Bigham v. State

PRENTICE, Justice.

Following a trial by jury, Defendant (Appellant) was convicted of Rape, a class A felony, Ind.Code § 35-42-4-1 (Burns 1979) and was sentenced to twenty-five (25) years imprisonment. His direct appeal presents one issue for review: whether the trial court erred in admitting into evidence State's exhibits numbers 83, 4, and 5, clothing of the victim, over his objection that a proper chain of custody had not been established.

The record disclosed that on the afternoon of June 5, 1982, V.G., wearing pajamas and panties, was resting on her bed when she heard a knock on her front door. She went to the door and recognized Defendant as an acquaintance. He asked her if anyone else was home, and when she responded that neither her daughter nor her husband were at home, Defendant said, "That's all I want to know." He then drew a knife, forced V.G. into her bedroom, told her to remove her pajama bottom and panties, and, threatening to kill her if she cried out, raped her. Subsequently, when V.G. attempted to telephone the police, she found the telephone wires pulled from the wall. She then put on a pair of slacks and went to a neighbor's home to call the police.

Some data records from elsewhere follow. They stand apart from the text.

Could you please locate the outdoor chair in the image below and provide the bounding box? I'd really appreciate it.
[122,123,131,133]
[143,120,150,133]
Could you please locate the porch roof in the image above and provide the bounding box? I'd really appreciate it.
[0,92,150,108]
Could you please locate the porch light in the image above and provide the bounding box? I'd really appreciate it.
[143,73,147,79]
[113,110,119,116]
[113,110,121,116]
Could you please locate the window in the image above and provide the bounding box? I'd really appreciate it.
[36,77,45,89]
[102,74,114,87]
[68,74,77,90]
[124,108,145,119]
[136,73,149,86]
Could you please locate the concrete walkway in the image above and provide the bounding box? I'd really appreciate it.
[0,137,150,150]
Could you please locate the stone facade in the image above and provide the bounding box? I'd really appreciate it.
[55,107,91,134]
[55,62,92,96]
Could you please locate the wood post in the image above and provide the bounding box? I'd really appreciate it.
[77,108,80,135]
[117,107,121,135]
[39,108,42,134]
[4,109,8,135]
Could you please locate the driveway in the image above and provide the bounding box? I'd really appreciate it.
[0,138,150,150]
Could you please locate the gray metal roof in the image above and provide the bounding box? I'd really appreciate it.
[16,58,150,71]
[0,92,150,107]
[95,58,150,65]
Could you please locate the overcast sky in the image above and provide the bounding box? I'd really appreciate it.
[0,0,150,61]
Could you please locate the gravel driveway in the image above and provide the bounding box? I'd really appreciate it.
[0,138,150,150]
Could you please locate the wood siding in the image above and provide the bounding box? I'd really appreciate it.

Police Officer Cruz arrived and took V.G. to the hospital where doctors examined her and found spermatozoa in her vaginal area. *744Cruz placed the slacks that the victim had worn to the hospital and the pajama bottom and panties which he had retrieved from her home in an evidence bag and placed it in a locker at the police station. Subsequently, Officer Bailes removed the evidence bag and submitted the clothing items to Northwest Toxicology Laboratory for analysis. Karen Kucharik, a serologist at Northwest Toxicology Laboratory, performed several tests upon the clothing and found a semen stain in the slacks. The slacks, pajama bottom, and panties were admitted into evidence at trial as State's exhibits numbers 8, 4, and 5.

Defendant argues that inasmuch as no testimony was adduced which disclosed from whom Kucharik had obtained the items of clothing and to whom she had given them after she had performed the tests, the State failed to demonstrate a sufficient chain of custody to warrant the admission of the items into evidence. His argument is without merit.

In Ives v. State, (1981) Ind., 418 N.E.2d 220, 225, a rape case in which the defendant objected to the admission of the victim's pants into evidence because of an insufficient showing of chain of custody, this Court observed, "Our rule requiring that the chain of custody be established before exhibits are admitted into evidence applies with diminishing strictness as the exhibits concerned become decreasingly susceptible to alteration, tampering or substitution." In the case at bar, the victim, at trial, identified the slacks, pajamas, and panties as the ones she had worn on the day of the rape. Moreover, the police officers testified that the items were those which had been placed into the evidence bag, put into the locker at the police station, and taken to the toxicology laboratory. The serologist also testified that the garments were the ones upon which she had performed her tests. There is no need for a strict showing of the chain of custody when, as here, the exhibits are nonfungible and witnesses have identified them. Id. Moreover, Defendant has failed to demonstrate how he was harmed by the admission of the exhibits.

We find no reversible error. The judgment of the trial court is affirmed.

GIVAN, C.J., and HUNTER, DeBRU-LER and PIVARNIK, JJ., concur.